All Tim (Ed Oxenbould, The Visit) wants to find in his tiny Canadian provincial town is someone that appreciates art films as much as he does.  Sadly, this is a time when all kids his age wanted was their MTV and the town was more focused on celebrating what they are known for, the white squirrel.  With his mother (Jennifer Irwin, The Mortuary Collection) focused on putting together the annual parade to celebrate the mascot and his shop-owner father (Paul Braunstein, Jigsaw) concerned with the economic downturn closing a number of family-run businesses, Tim is largely on his own and fending for himself in a sea of sameness.

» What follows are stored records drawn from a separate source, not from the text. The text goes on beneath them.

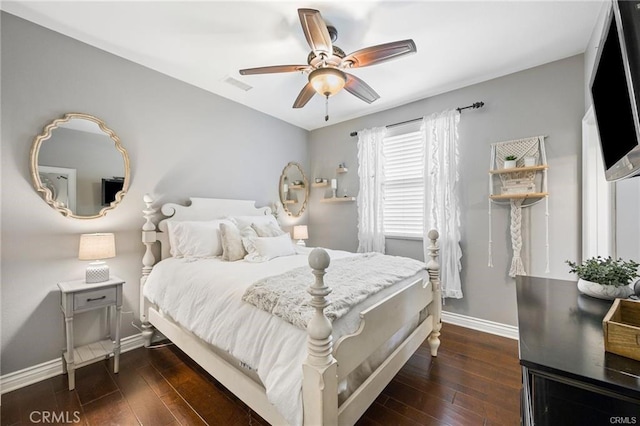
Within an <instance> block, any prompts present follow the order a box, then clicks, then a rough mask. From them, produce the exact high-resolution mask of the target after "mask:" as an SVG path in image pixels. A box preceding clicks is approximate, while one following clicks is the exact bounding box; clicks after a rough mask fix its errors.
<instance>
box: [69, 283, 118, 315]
mask: <svg viewBox="0 0 640 426" xmlns="http://www.w3.org/2000/svg"><path fill="white" fill-rule="evenodd" d="M114 303H116V288H115V287H109V288H100V289H98V290H91V291H82V292H80V293H75V294H74V295H73V311H74V312H77V311H84V310H86V309H93V308H99V307H100V306H107V305H112V304H114Z"/></svg>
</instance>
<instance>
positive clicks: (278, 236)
mask: <svg viewBox="0 0 640 426" xmlns="http://www.w3.org/2000/svg"><path fill="white" fill-rule="evenodd" d="M252 243H253V247H254V249H255V251H252V252H250V253H249V254H248V255H247V256H246V257H245V260H247V261H248V262H266V261H267V260H271V259H274V258H276V257H281V256H291V255H294V254H296V251H295V248H294V245H293V242H292V241H291V237H290V236H289V234H283V235H280V236H277V237H256V238H254V239H253V241H252Z"/></svg>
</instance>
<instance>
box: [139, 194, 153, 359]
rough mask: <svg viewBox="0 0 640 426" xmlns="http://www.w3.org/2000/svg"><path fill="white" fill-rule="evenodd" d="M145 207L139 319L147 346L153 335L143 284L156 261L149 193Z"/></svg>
mask: <svg viewBox="0 0 640 426" xmlns="http://www.w3.org/2000/svg"><path fill="white" fill-rule="evenodd" d="M142 200H143V201H144V204H145V206H146V207H145V209H144V210H142V213H143V217H144V219H145V223H144V225H142V243H143V244H144V245H145V247H146V248H145V251H144V256H142V278H140V321H141V323H142V338H143V339H144V345H145V346H146V347H148V346H149V345H150V344H151V338H152V337H153V329H152V327H151V324H149V321H148V320H147V309H146V307H145V303H144V300H145V299H144V294H143V289H144V284H145V282H146V281H147V277H148V276H149V274H150V273H151V270H152V269H153V265H154V264H155V263H156V258H155V256H154V255H153V252H152V251H151V247H152V246H153V243H155V242H156V225H155V224H154V223H153V222H152V221H151V219H152V218H153V215H154V214H155V213H156V209H154V208H153V207H151V205H152V204H153V198H151V196H150V195H149V194H145V195H144V197H143V199H142Z"/></svg>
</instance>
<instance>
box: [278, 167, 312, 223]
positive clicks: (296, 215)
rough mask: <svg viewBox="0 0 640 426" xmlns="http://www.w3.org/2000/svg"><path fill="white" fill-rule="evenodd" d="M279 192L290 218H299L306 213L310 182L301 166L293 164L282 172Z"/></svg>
mask: <svg viewBox="0 0 640 426" xmlns="http://www.w3.org/2000/svg"><path fill="white" fill-rule="evenodd" d="M278 192H279V193H280V202H281V203H282V207H283V208H284V211H285V212H287V214H288V215H289V216H293V217H298V216H300V215H301V214H302V212H304V209H305V208H306V207H307V201H308V199H309V181H308V180H307V176H306V175H305V174H304V171H303V170H302V166H301V165H300V164H298V163H295V162H291V163H289V164H287V165H286V167H285V168H284V169H283V170H282V175H280V187H279V191H278Z"/></svg>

Then, his French teacher tells the class about the foreign exchange program and Tim has an idea.  Why not host a French student and import some culture not just into his life, but his stagnant family dynamic as well?  Not only would it benefit him, but it could help in other ways.  In short order, the papers are filled out and the big day comes and that’s when Tim is in for a culture shock he couldn’t have anticipated. Instead of a well-behaved, cultured Frenchman, Tim is matched with Stéphane (Avan Jogia, Shaft), a ribald and free-thinking ball of energy that isn’t anything what Tim expected, but turns out to be precisely what he needs. 

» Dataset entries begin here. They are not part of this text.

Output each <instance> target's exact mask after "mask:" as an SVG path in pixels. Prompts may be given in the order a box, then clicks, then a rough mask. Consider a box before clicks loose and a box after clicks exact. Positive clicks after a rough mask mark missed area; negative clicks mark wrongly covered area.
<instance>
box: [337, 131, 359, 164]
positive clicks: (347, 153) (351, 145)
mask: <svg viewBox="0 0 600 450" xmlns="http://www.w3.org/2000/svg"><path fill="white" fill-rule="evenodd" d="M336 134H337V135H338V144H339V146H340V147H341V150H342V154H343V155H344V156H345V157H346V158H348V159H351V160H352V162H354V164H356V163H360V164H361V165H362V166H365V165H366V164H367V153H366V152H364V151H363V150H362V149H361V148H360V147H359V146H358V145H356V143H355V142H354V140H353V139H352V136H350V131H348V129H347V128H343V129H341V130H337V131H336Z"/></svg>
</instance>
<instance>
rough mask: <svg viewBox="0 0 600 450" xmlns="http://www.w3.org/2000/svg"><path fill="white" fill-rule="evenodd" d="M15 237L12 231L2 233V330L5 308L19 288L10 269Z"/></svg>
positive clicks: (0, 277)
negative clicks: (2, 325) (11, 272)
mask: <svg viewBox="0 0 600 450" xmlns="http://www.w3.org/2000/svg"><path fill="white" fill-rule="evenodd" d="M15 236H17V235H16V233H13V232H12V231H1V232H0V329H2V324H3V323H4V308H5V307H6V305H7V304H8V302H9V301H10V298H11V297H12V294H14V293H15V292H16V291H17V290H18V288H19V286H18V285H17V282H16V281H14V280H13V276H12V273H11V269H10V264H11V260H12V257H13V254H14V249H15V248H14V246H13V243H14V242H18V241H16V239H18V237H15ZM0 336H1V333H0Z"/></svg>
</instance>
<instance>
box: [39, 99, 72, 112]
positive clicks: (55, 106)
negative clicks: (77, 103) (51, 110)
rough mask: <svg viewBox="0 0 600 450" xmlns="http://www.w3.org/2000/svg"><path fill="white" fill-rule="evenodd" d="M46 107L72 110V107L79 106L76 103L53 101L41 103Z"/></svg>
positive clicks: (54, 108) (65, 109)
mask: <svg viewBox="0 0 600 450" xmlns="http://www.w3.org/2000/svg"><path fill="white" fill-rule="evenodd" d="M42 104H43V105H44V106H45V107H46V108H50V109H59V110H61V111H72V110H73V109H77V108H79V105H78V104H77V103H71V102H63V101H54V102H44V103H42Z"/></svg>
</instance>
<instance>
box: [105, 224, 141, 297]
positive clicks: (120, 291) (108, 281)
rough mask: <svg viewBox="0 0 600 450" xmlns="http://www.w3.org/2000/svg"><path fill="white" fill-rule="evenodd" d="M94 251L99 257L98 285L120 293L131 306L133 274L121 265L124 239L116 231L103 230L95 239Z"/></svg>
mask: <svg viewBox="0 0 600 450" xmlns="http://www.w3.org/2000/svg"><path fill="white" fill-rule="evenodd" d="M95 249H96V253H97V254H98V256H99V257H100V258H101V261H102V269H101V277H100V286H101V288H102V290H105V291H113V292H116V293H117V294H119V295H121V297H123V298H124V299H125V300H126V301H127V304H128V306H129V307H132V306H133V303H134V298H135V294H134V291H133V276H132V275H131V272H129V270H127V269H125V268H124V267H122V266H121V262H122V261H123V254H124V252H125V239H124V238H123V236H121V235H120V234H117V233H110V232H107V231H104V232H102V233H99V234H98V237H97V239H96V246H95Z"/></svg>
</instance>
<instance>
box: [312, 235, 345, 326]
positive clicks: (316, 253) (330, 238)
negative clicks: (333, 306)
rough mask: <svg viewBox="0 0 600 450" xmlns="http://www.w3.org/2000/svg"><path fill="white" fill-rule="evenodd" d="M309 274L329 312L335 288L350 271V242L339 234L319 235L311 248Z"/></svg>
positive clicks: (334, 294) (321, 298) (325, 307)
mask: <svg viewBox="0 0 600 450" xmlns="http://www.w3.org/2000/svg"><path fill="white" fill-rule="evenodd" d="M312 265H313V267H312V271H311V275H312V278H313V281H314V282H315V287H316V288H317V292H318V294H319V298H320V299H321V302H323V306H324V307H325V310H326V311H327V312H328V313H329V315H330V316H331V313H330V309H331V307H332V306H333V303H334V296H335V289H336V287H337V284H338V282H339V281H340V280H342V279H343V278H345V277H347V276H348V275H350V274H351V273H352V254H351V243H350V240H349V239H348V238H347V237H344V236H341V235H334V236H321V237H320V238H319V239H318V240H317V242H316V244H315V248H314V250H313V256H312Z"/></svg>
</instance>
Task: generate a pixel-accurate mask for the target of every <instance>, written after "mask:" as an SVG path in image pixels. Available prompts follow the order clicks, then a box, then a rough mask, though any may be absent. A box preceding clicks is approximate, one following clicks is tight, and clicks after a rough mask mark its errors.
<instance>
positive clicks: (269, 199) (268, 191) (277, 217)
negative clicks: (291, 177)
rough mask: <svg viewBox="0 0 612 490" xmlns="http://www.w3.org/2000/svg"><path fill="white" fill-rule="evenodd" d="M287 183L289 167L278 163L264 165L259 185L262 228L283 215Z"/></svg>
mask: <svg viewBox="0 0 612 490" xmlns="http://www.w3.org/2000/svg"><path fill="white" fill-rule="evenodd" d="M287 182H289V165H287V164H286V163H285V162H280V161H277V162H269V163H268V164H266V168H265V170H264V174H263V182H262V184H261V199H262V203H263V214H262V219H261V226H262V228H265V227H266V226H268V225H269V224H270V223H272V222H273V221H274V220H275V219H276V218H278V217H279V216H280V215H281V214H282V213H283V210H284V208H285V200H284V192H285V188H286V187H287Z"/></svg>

It shouldn’t be too hard to predict the direction The Exchange is headed from the start, but credit is given to Long and director Dan Mazer for taking a sunny scenic route to get to their final destination.  By spending some time in getting to know more about Tim and Stéphane, we get to see why each has something to offer the other and how their shared experience winds up being beneficial.  That’s also helped by the strong casting of Oxenbould and especially Jogia in the trickier than it looks Frenchman-out-of-water in a town that initially accepts him only to turn their back when he’s suspected of a crime he might not have committed.  That Stéphane is from a mixed background introduces some race politics in that Hughes wouldn’t have attempted in his day but Long handles it with a light touch, not letting things get too out of hand before drawing the comedy back into the events.

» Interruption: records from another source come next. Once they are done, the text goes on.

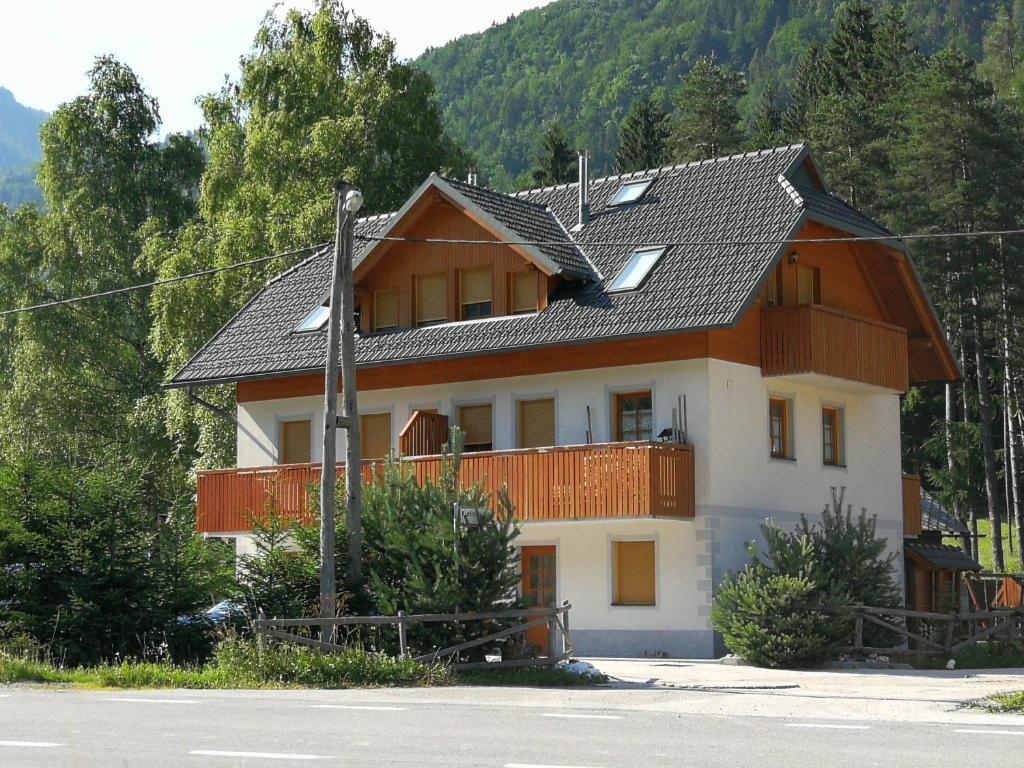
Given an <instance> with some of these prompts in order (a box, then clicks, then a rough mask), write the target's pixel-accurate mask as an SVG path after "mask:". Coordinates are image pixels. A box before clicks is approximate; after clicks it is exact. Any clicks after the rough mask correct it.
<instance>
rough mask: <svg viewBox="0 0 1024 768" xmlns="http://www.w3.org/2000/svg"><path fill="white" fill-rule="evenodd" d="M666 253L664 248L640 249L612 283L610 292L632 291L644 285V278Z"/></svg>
mask: <svg viewBox="0 0 1024 768" xmlns="http://www.w3.org/2000/svg"><path fill="white" fill-rule="evenodd" d="M664 253H665V247H664V246H659V247H657V248H638V249H637V250H636V251H634V252H633V255H632V256H630V260H629V261H627V262H626V266H624V267H623V270H622V271H621V272H618V274H617V275H616V276H615V279H614V280H613V281H611V285H610V286H608V290H609V291H632V290H633V289H635V288H636V287H637V286H639V285H640V284H641V283H643V281H644V278H646V276H647V273H648V272H649V271H650V270H651V267H653V266H654V264H656V263H657V260H658V259H659V258H662V254H664Z"/></svg>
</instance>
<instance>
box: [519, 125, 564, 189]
mask: <svg viewBox="0 0 1024 768" xmlns="http://www.w3.org/2000/svg"><path fill="white" fill-rule="evenodd" d="M573 160H574V155H573V152H572V147H571V145H570V144H569V141H568V139H567V138H566V137H565V131H563V130H562V125H561V123H559V122H558V121H557V120H554V121H552V122H551V123H550V124H549V125H548V128H547V130H545V132H544V137H543V138H542V139H541V148H540V151H539V152H538V155H537V158H536V160H535V162H534V170H532V171H530V177H531V178H532V179H534V183H535V184H537V185H539V186H547V185H550V184H564V183H566V182H568V181H572V180H573V179H574V178H575V175H574V173H573V168H574V166H573Z"/></svg>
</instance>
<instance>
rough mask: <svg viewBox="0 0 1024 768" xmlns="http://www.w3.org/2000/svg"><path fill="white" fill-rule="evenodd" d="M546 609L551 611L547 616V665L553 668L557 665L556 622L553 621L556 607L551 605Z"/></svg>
mask: <svg viewBox="0 0 1024 768" xmlns="http://www.w3.org/2000/svg"><path fill="white" fill-rule="evenodd" d="M548 607H549V608H550V609H551V613H550V614H549V615H548V664H549V665H551V666H552V667H554V666H555V665H556V664H558V647H557V642H558V638H557V631H558V622H557V621H555V618H556V616H557V615H558V606H557V605H556V604H555V603H551V604H550V605H548Z"/></svg>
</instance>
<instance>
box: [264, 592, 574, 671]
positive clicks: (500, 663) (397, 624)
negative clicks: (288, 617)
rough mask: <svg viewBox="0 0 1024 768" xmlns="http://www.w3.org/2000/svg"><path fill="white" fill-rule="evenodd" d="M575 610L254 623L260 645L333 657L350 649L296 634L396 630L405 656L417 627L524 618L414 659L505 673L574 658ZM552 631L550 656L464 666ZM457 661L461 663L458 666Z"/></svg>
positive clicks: (514, 659)
mask: <svg viewBox="0 0 1024 768" xmlns="http://www.w3.org/2000/svg"><path fill="white" fill-rule="evenodd" d="M571 608H572V606H571V605H570V604H569V602H568V601H567V600H566V601H565V602H563V603H561V604H560V605H556V604H555V603H552V604H551V605H550V606H549V607H547V608H521V609H510V610H495V611H486V612H477V613H409V614H407V613H404V612H403V611H400V610H399V611H398V614H397V615H394V616H338V617H336V618H267V617H266V616H265V615H263V613H262V612H260V614H259V617H258V618H257V620H256V621H255V622H254V623H253V629H254V631H255V632H256V637H257V639H258V640H259V642H260V643H262V642H264V640H265V639H272V640H278V641H281V642H292V643H297V644H299V645H305V646H309V647H313V648H317V649H318V650H323V651H326V652H328V653H339V652H342V651H344V650H347V649H348V648H347V647H346V646H344V645H341V644H338V643H332V642H327V641H325V640H318V639H316V638H313V637H306V636H304V635H298V634H295V633H294V632H290V630H296V629H308V630H313V629H315V630H318V631H319V634H321V636H322V637H324V636H329V632H328V630H330V629H331V628H337V627H358V626H372V627H395V628H396V629H397V631H398V653H399V655H401V656H402V657H409V656H410V649H409V643H408V641H407V631H408V629H409V627H410V626H411V625H416V624H431V623H434V624H437V623H453V622H454V623H457V624H465V623H470V622H497V621H501V620H507V618H516V620H520V621H519V622H518V623H517V624H515V625H513V626H512V627H508V628H505V629H501V630H498V631H495V632H490V633H488V634H486V635H483V636H481V637H478V638H474V639H472V640H467V641H466V642H463V643H458V644H456V645H450V646H447V647H445V648H436V649H434V650H432V651H430V652H429V653H422V654H420V655H417V656H413V657H412V658H413V660H414V662H420V663H443V664H446V665H447V666H449V667H451V668H452V669H454V670H471V669H500V668H507V667H554V666H555V665H557V664H558V663H559V662H561V660H563V659H565V658H568V656H569V654H570V653H571V651H572V639H571V636H570V634H569V610H570V609H571ZM544 626H547V628H548V647H547V648H545V649H544V650H545V651H546V655H544V656H540V657H538V658H510V659H502V660H501V662H459V654H460V653H462V652H463V651H466V650H470V649H472V648H476V647H479V646H481V645H486V644H487V643H492V642H497V641H498V640H504V639H506V638H509V637H514V636H515V635H523V634H524V633H525V632H526V631H527V630H531V629H534V628H535V627H544ZM452 659H455V660H454V662H453V660H452Z"/></svg>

Aside from the two leads, the ever-dependable Irwin is on hand for the typical mom advice but also on a tiny journey of her own as well.  That there was time to fit that in during this 93-minute movie mostly focused on the typical bit of raunchy bit of teen romp business was nice to see as well.  An arrogant gym coach played by Justin Hartley (A Bad Moms Christmas) might have been good for some cheap laughs but it’s the one character played so arch it felt like a sketch creation rather than the real people the other actors were going for.  Hartley’s reach is admirable, but it doesn’t fit in with the rest of the company.  I also thought Jayli Wolf’s eccentric sorta-love interest for Tim was oddball fun as well – it’s definitely a character Hughes would have dotted on his periphery of a high school dance scene and used for a laugh or three.

A rather unexpected surprise (I nearly passed on screening this and am glad I didn’t), The Exchange is a nice retro throwback to the teen classics we love to revisit from the ‘80s…and it doesn’t need to resort to raunch or extremes to find its funny.  By keeping things genuine, it remains endearing. I think it’s c’est bon.